扁桃肥大

扁桃肥大の概要

扁桃肥大とは、喉の奥の扁桃腺が腫れる病気で、風邪と違って発熱や咳などの症状は見られません。
扁桃は気道の周りを囲むように存在しており、それが鼻や口から入ってくる細菌やウイルスをブロックしています。
したがって、まだ抵抗力の低い幼い子どもだと、ブロックした細菌やウイルスの影響で扁桃が肥大するケースは少なくありません。
しかし、あまりに肥大すると、いびきや呼吸障害などの症状を引き起こすこともあります。

なお、扁桃肥大は大きく2種類に分けられます。
鼻の奥のアデノイドが肥大するアデノイド肥大と、のどちんこの両脇の口蓋扁桃が大きくなる口蓋扁桃肥大です。

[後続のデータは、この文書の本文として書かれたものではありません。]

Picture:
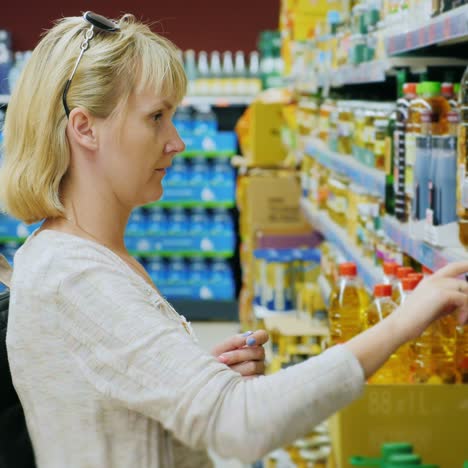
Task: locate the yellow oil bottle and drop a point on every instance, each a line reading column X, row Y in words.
column 382, row 307
column 348, row 300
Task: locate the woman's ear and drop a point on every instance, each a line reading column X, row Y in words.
column 81, row 129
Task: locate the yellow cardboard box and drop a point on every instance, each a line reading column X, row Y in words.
column 260, row 137
column 274, row 202
column 318, row 7
column 434, row 418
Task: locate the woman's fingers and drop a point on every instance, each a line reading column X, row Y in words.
column 451, row 270
column 256, row 353
column 250, row 338
column 249, row 368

扁桃肥大だからといって目立つ症状が表れるわけではありません。
特に口蓋扁桃がやや肥大する程度では、自覚症状もほとんどないでしょう。
しかし、口蓋扁桃の場合、過剰に肥大すると気道を狭めることになるため、嚥下や呼吸に障害が表れるほか、いびき、睡眠不足、睡眠時無呼吸症候群などのリスクが高まります。

アデノイド肥大も同様に、鼻から出入りする空気の通り道が狭くなるため、口呼吸、いびき、睡眠時無呼吸症候群を起こすリスクが高いです。
また、鼻から耳につながっている耳管にも悪影響が及びます。
耳管の通気性が阻害されるため、滲出性中耳炎や溶連菌などにかかりやすくなることに注意が必要です。

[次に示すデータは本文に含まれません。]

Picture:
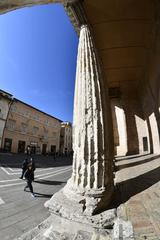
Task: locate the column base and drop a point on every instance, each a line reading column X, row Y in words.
column 79, row 205
column 58, row 228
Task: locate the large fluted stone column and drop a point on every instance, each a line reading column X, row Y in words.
column 91, row 185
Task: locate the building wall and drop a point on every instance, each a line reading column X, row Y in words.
column 131, row 134
column 35, row 128
column 66, row 137
column 149, row 89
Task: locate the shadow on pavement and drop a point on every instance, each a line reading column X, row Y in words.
column 47, row 182
column 126, row 189
column 16, row 160
column 41, row 195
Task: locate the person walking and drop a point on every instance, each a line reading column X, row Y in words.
column 29, row 178
column 32, row 162
column 24, row 167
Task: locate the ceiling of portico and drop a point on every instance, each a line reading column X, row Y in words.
column 124, row 32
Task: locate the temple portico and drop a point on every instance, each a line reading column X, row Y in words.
column 116, row 105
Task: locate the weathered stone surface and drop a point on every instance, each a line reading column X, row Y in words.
column 91, row 185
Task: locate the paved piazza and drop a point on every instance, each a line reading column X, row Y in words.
column 19, row 211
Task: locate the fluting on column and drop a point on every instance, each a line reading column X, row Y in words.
column 91, row 183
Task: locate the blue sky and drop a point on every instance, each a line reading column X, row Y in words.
column 38, row 50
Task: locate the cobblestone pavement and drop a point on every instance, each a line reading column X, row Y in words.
column 19, row 211
column 138, row 187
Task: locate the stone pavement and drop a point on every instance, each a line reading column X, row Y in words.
column 138, row 188
column 137, row 199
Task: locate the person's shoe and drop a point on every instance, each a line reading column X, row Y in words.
column 32, row 195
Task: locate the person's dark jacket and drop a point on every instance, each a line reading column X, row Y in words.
column 24, row 164
column 29, row 176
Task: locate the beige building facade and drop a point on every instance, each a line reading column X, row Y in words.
column 5, row 102
column 29, row 130
column 66, row 138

扁桃肥大の診断は、口蓋扁桃肥大の場合、目視による視診、手で触る触診によって、その肥大が生理的なものなのか病的なものなのかを判断します。
病的な扁桃肥大と考えられる場合、詳しく調べるために内視鏡やX線による検査を実施します。

アデノイド肥大の診断方法も、基本的には口蓋扁桃肥大と同じく視診と触診です。
内視鏡やX線による検査も必要に応じて行います。
ただし、扁桃腺肥大が扁桃炎に関連していることが疑わしい場合、最近培養検査によって原因細菌の究明が行われることも多いです。

扁桃肥大の治療法や予防法

幼い子どもの場合、症状がない、または軽度なら、扁桃肥大になっても自然治癒を待つ場合が多いです。
一方、発熱、または呼吸や睡眠に障害がある場合は、薬による保存的治療か手術による外科的治療を行います。
風邪などの影響で一時的に扁桃が肥大しているだけなら、消炎剤や抗生剤による保存的治療が一般的です。
それでは症状が軽減できない、また、すでに日常生活に支障をきたしているケースでは、肥大した扁桃を摘出する手術を行います。

扁桃肥大は幼い子どもにつきものの病気で、これといった予防法は特にありません。
ただ、風邪などの感染症や扁桃炎の予防によって病的な扁桃肥大を防ぐことはできます。
それには、食事や睡眠、うがいや手洗いなどの生活習慣を整えることが大切です。